UNA CASA DE ESPALDAS AL MAR
Desde mi ventana se ve un paisaje
compuesto por lomas verdes, un cielo casi siempre cubierto de nubes y
una hermosa bahía. Es un buen sitio para escribir, para leer y
pensar, en esta fase final del verano que conduce a un ritmo más
acelerado del que quisiéramos hacia la incertidumbre del otoño.
En esta tierra del norte en que me
encuentro, el tiempo cambia cada pocos minutos, como no podría ser
de otra manera. Llueve ligeramente, llueve a cántaros, el viento
arrastra las nubes, sale el sol. Quiero con ello decir que es todo un
espectáculo este ventanal que me ha tocado en suerte y que me abre a
la variable belleza natural de estos lares. Más que nunca, echo de
menos ser pintora. Intentaré pintar con mis palabras.
Solo el color del mar necesitaría un
amplio repertorio de tubos de pintura. Acero, tinta, cobalto, plomo,
plata. Me imagino mezclando los tonos en mi paleta y, apenas
conseguido el adecuado, teniendo que añadir un nuevo componente para
ajustarme a este mundo cromático en perpetua evolución. Su mellizo
en las alturas tampoco le anda a la zaga en lo que a sorpresas se
refiere: nubes blancas y algodonosas, jirones de color gris, gruesas
tapaderas plomizas, huecos despejados por los que de improviso se
cuela un rayo de sol de grandeza bíblica.

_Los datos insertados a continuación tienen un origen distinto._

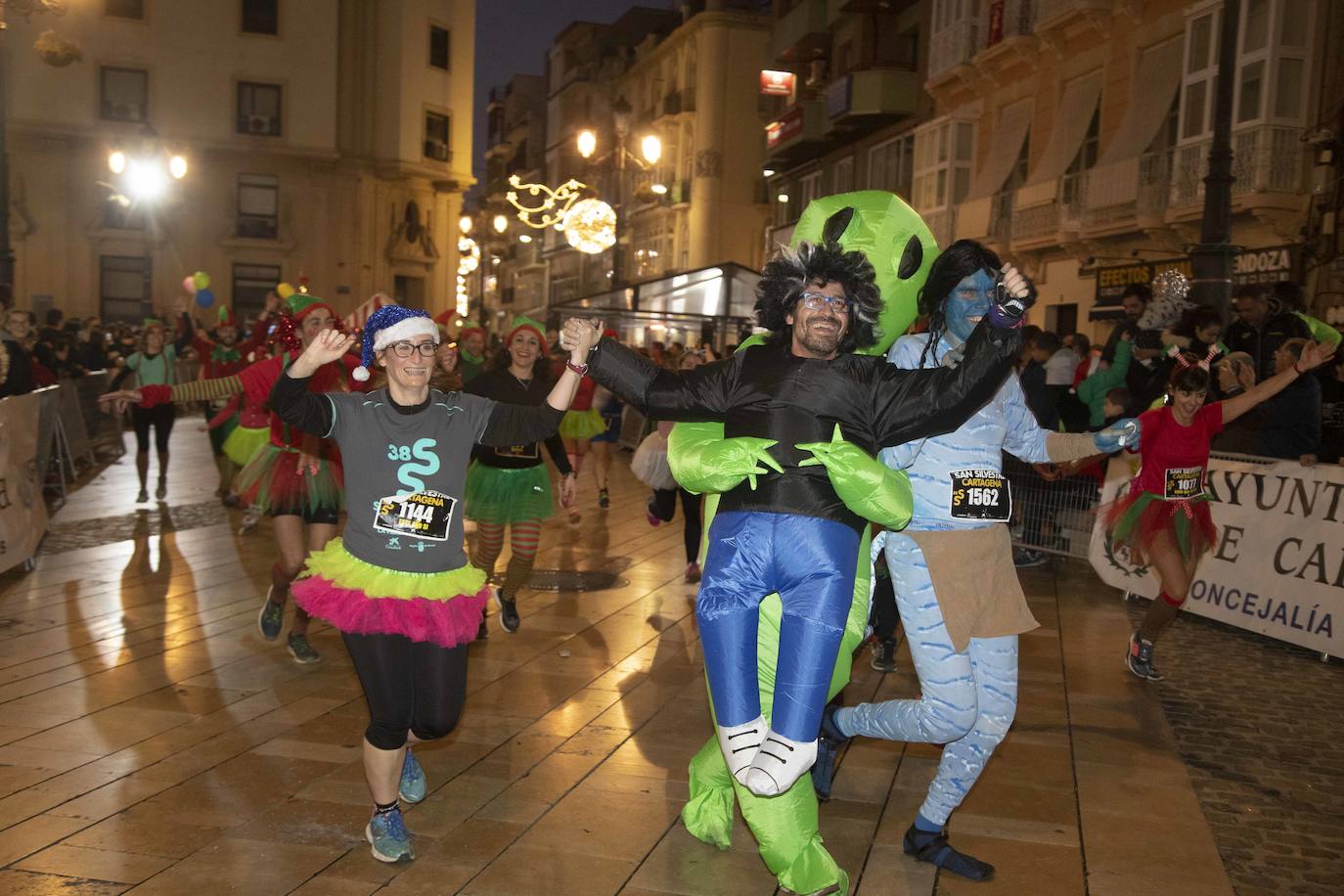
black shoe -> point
(829, 730)
(883, 654)
(509, 612)
(933, 848)
(1140, 658)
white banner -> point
(1278, 564)
(23, 516)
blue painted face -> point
(969, 301)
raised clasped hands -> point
(578, 336)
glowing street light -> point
(652, 150)
(586, 143)
(146, 180)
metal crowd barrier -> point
(1058, 516)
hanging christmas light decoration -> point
(552, 204)
(590, 226)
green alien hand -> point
(706, 463)
(865, 484)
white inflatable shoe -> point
(779, 763)
(739, 744)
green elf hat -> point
(524, 323)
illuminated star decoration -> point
(590, 226)
(553, 204)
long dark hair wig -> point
(957, 262)
(789, 274)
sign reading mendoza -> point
(1278, 564)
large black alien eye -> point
(836, 225)
(912, 258)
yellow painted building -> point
(1073, 136)
(328, 139)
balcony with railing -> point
(1009, 39)
(1053, 222)
(1266, 160)
(1062, 18)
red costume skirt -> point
(1139, 517)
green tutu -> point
(244, 442)
(499, 496)
(582, 425)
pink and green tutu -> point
(273, 482)
(244, 442)
(582, 425)
(360, 598)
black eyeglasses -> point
(813, 301)
(406, 349)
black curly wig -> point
(789, 274)
(956, 263)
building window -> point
(261, 17)
(119, 212)
(891, 165)
(251, 285)
(1271, 66)
(124, 94)
(258, 109)
(843, 175)
(435, 136)
(944, 151)
(258, 205)
(124, 8)
(124, 288)
(438, 47)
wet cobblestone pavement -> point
(151, 518)
(1260, 726)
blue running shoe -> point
(387, 835)
(413, 786)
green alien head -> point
(894, 238)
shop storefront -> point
(711, 305)
(1251, 266)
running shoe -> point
(1024, 558)
(413, 786)
(272, 617)
(509, 612)
(883, 654)
(302, 651)
(388, 838)
(1140, 658)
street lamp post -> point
(650, 150)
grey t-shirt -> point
(405, 475)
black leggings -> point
(158, 417)
(409, 686)
(664, 507)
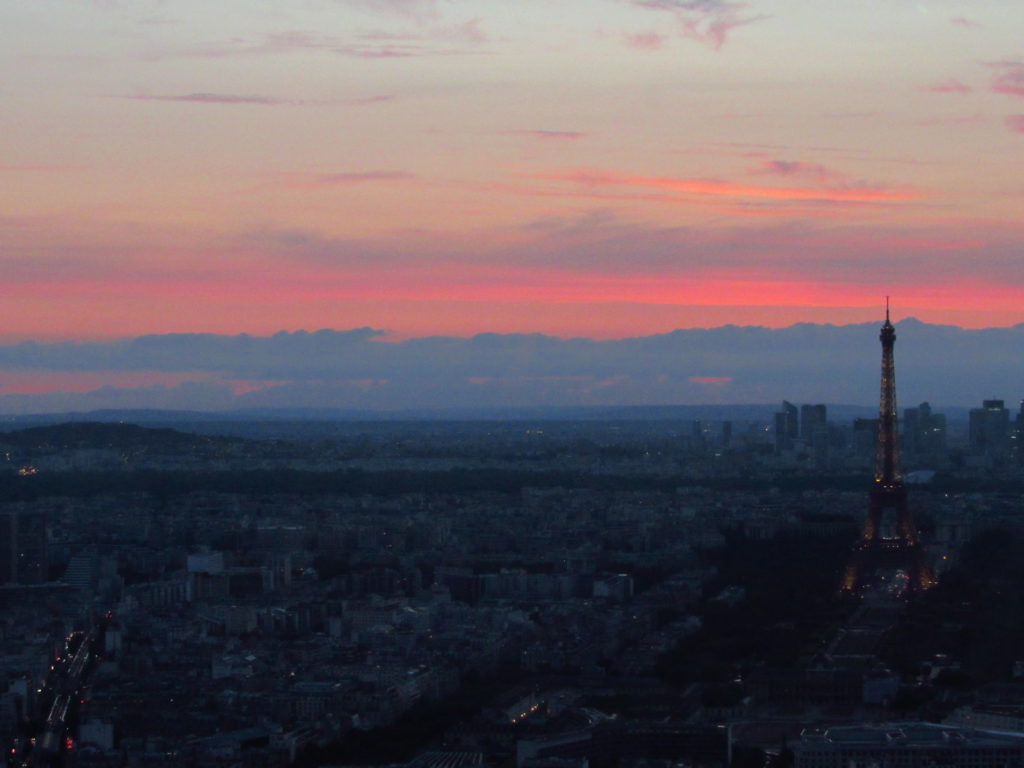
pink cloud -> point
(347, 178)
(645, 40)
(1015, 123)
(708, 22)
(718, 187)
(1009, 78)
(948, 86)
(545, 134)
(798, 169)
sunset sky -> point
(598, 168)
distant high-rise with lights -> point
(23, 548)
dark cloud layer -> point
(358, 370)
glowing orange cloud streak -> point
(718, 187)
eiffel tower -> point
(889, 545)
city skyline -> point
(360, 370)
(442, 167)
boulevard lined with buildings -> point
(535, 595)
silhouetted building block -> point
(23, 548)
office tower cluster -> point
(807, 426)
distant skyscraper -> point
(925, 433)
(23, 548)
(786, 426)
(813, 419)
(989, 427)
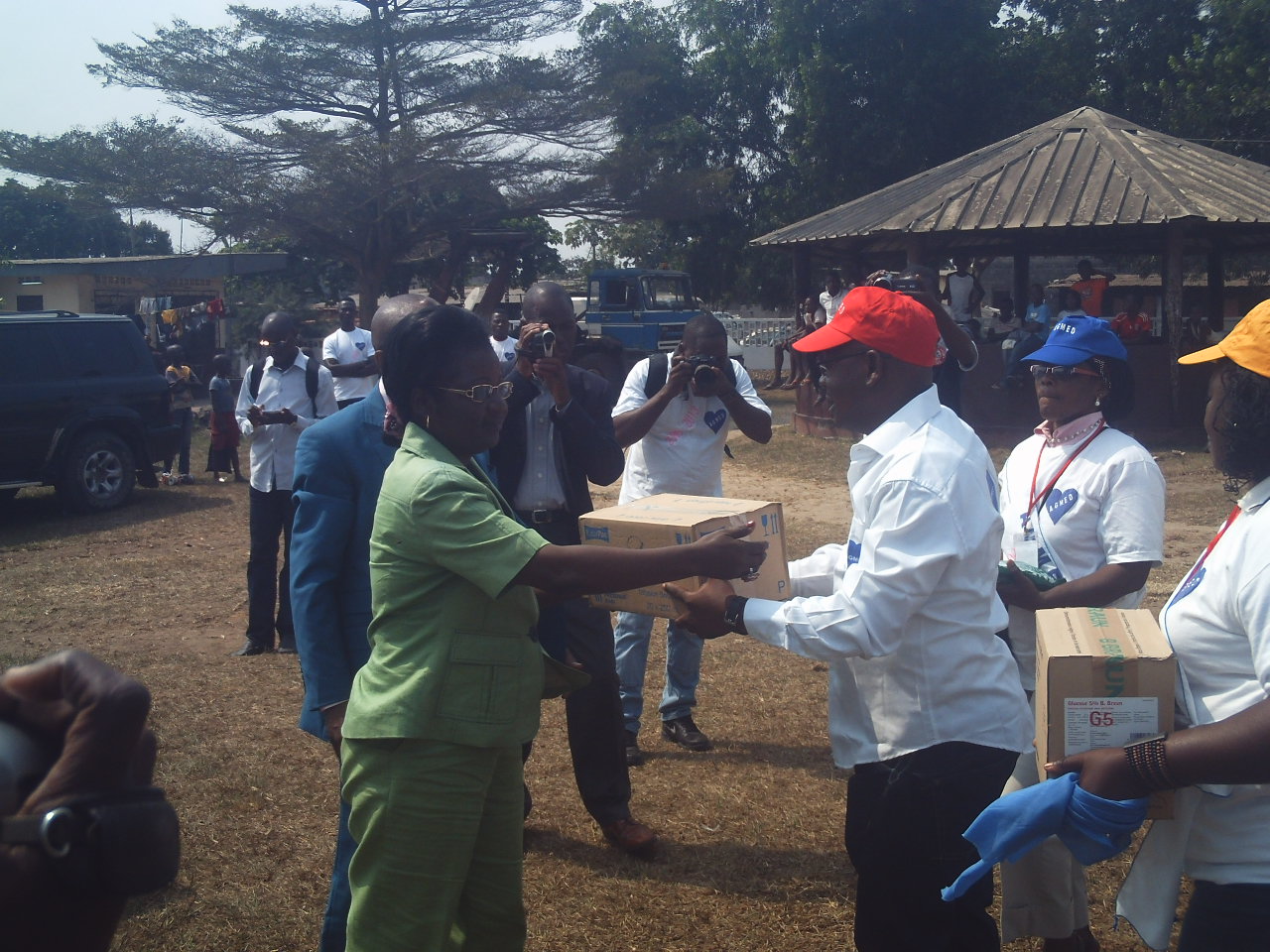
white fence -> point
(756, 336)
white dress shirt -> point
(906, 612)
(273, 447)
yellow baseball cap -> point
(1248, 344)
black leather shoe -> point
(634, 756)
(685, 733)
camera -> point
(703, 371)
(540, 345)
(898, 282)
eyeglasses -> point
(483, 391)
(1040, 370)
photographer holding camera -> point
(675, 416)
(558, 435)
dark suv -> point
(81, 408)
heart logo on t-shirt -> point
(1061, 502)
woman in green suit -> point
(437, 717)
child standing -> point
(181, 382)
(222, 454)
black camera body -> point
(898, 282)
(540, 345)
(703, 371)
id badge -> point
(1028, 548)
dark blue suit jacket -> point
(585, 448)
(339, 468)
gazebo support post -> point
(802, 275)
(1174, 309)
(1216, 289)
(1023, 263)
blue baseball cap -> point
(1078, 339)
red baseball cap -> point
(883, 320)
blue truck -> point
(633, 312)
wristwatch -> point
(734, 613)
(1150, 763)
(125, 843)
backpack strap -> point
(312, 370)
(253, 384)
(658, 370)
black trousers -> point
(268, 592)
(593, 714)
(903, 834)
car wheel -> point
(98, 472)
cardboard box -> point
(1103, 678)
(671, 520)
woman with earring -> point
(1083, 511)
(451, 692)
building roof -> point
(218, 266)
(1065, 180)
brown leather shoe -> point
(631, 837)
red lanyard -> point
(1229, 520)
(1037, 499)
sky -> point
(48, 87)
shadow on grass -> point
(728, 866)
(39, 516)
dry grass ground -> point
(752, 833)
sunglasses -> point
(483, 391)
(1061, 372)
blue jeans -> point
(334, 924)
(683, 667)
(1230, 918)
(185, 417)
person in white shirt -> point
(1082, 503)
(925, 702)
(676, 438)
(273, 417)
(830, 298)
(1218, 624)
(500, 339)
(349, 356)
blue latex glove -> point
(1091, 826)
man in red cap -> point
(925, 703)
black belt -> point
(543, 517)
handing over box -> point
(671, 520)
(1103, 678)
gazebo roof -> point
(1084, 178)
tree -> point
(50, 221)
(365, 130)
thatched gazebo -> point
(1082, 184)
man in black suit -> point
(558, 435)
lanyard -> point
(1038, 498)
(1194, 571)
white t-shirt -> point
(829, 303)
(349, 347)
(504, 350)
(1107, 508)
(905, 612)
(1218, 622)
(684, 449)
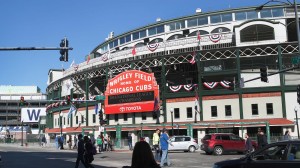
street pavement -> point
(34, 156)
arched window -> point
(157, 40)
(202, 32)
(220, 30)
(257, 32)
(175, 36)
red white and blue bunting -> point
(188, 87)
(153, 47)
(175, 88)
(225, 84)
(215, 38)
(210, 85)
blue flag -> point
(72, 110)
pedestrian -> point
(142, 156)
(75, 142)
(70, 142)
(44, 141)
(56, 142)
(164, 144)
(99, 143)
(80, 152)
(287, 136)
(88, 151)
(105, 142)
(248, 144)
(129, 141)
(155, 143)
(261, 139)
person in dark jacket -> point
(80, 150)
(88, 154)
(248, 143)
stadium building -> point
(12, 100)
(193, 75)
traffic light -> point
(298, 94)
(22, 101)
(264, 74)
(64, 54)
(68, 100)
(231, 85)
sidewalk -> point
(51, 146)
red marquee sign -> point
(131, 91)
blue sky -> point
(43, 23)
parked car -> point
(183, 143)
(275, 155)
(218, 143)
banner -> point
(32, 115)
(131, 91)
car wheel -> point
(208, 153)
(192, 149)
(218, 150)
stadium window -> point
(254, 109)
(125, 117)
(240, 16)
(189, 112)
(192, 22)
(160, 29)
(215, 19)
(128, 38)
(116, 117)
(152, 31)
(116, 43)
(177, 25)
(252, 15)
(82, 119)
(122, 40)
(269, 108)
(257, 33)
(135, 36)
(94, 118)
(111, 45)
(142, 33)
(265, 13)
(176, 113)
(226, 17)
(277, 12)
(144, 116)
(227, 110)
(202, 21)
(214, 111)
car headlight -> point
(216, 166)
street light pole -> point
(171, 110)
(297, 26)
(296, 111)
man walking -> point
(155, 141)
(129, 141)
(164, 143)
(80, 150)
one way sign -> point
(32, 115)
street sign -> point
(296, 59)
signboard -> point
(32, 115)
(296, 60)
(131, 91)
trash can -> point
(8, 140)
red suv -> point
(218, 143)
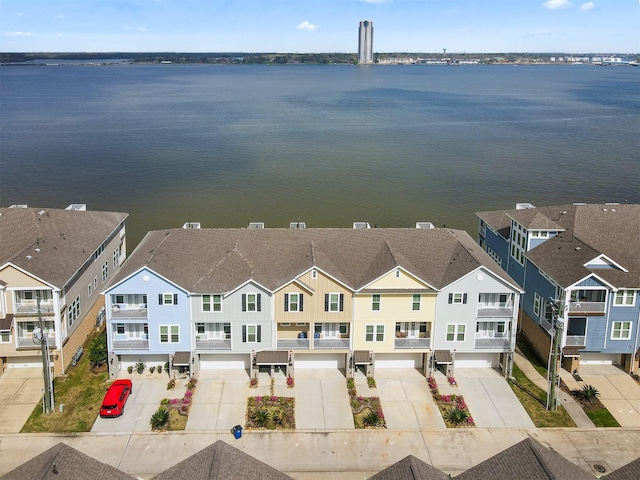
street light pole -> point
(40, 334)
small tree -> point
(98, 350)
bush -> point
(160, 419)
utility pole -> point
(553, 379)
(40, 335)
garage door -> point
(224, 362)
(320, 361)
(413, 360)
(24, 362)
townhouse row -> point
(53, 265)
(216, 298)
(583, 260)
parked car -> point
(116, 398)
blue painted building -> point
(584, 256)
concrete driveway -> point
(618, 392)
(20, 392)
(405, 398)
(489, 397)
(146, 393)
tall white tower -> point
(365, 42)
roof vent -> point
(425, 225)
(361, 225)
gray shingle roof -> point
(219, 260)
(70, 464)
(526, 460)
(221, 461)
(53, 244)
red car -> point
(115, 398)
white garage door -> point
(224, 362)
(336, 360)
(408, 360)
(24, 362)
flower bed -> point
(453, 408)
(271, 413)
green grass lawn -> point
(533, 399)
(81, 392)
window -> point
(457, 298)
(455, 332)
(374, 333)
(167, 299)
(251, 334)
(293, 302)
(74, 310)
(105, 271)
(169, 333)
(536, 305)
(415, 303)
(251, 302)
(375, 302)
(625, 298)
(333, 302)
(621, 331)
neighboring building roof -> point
(586, 232)
(64, 462)
(220, 260)
(630, 471)
(410, 468)
(52, 244)
(526, 460)
(221, 461)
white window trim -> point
(621, 329)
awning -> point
(443, 357)
(273, 357)
(181, 359)
(571, 352)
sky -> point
(316, 26)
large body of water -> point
(327, 145)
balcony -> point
(213, 344)
(586, 308)
(411, 343)
(129, 311)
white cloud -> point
(555, 4)
(307, 26)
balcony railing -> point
(213, 344)
(576, 340)
(124, 311)
(27, 342)
(494, 311)
(592, 308)
(330, 343)
(131, 344)
(410, 343)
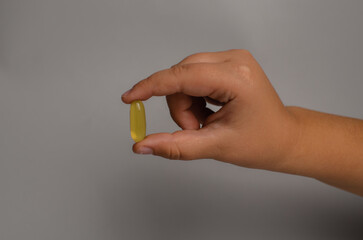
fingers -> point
(188, 112)
(199, 79)
(206, 57)
(182, 145)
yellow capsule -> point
(137, 121)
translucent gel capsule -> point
(137, 121)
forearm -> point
(327, 147)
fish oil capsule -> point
(137, 121)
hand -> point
(251, 129)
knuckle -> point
(196, 57)
(242, 52)
(176, 70)
(243, 71)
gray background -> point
(66, 166)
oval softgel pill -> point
(137, 121)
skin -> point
(253, 128)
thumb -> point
(181, 145)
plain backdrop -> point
(67, 170)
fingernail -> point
(144, 150)
(126, 93)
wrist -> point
(293, 142)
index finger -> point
(197, 79)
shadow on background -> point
(175, 206)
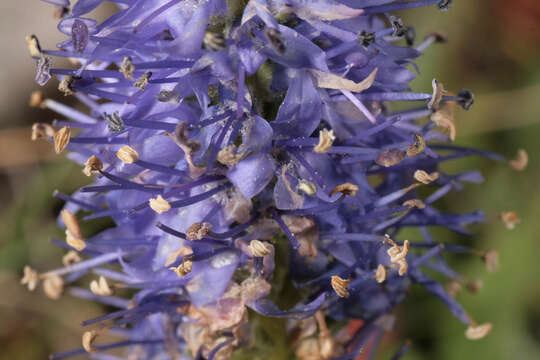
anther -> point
(92, 166)
(340, 286)
(61, 139)
(127, 154)
(101, 287)
(345, 189)
(143, 80)
(520, 162)
(389, 157)
(259, 248)
(418, 146)
(326, 139)
(159, 204)
(424, 177)
(198, 230)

Pero no es necesario irse al hermoso
fondo natural para que la pintora que habita en mí encuentre un
motivo de inspiración. Las casitas bajas que se alzan en primer
término, un par de pisos por debajo de mi ventana, están llenas de
detalles que no termino de descubrir. Son dispares, llenas de
irregularidades: tejados que se despliegan a alturas variadas,
pequeños huertos con árboles frutales que dejan caer sus productos
en derredor sin que nadie los recoja, solares sin construir dominados
por la maleza. En uno de estos últimos habita una familia formada
por una elegante mamá felina y cuatro jovenzuelos que andarán por
los dos meses, esa edad maravillosa en que los gatitos se convierten
en pequeños exploradores y divertidísimos compañeros de juegos. No
me canso de mirarlos. Su pelaje es un asombroso despliegue de dibujos
y colores: el blanco, el marrón, el negro y el gris se combinan de
cuatro formas completamente distintas, haciendo inconfundible a cada
uno de los hermanos. Qué gran diseñadora es la naturaleza.
Con todo, si se produjera el milagro de
que yo supiera pintar, elegiría como motivo una casa situada al
extremo de la calle. Tiene las paredes pintadas de azul, en armonía
con el mar sobre cuya superficie se recorta. Es sencilla y de líneas
irregulares, y el último de sus pisos es un puro cristal: un mirador
que se extiende de lado a lado. Este modesto edificio no tendría
nada de particular, de no ser porque está colocado en sentido
opuesto a la bahía y su mirador se asoma a una calle estrecha.
Cuando lo miro, me parece que me transmite una suave tristeza, una
callada resignación. Me gustaría que se obrara un milagro y pudiera
hacerlo rotar, como si fuera de juguete. Una casa de espaldas al mar
me parece el símbolo de la negación de la belleza de la vida.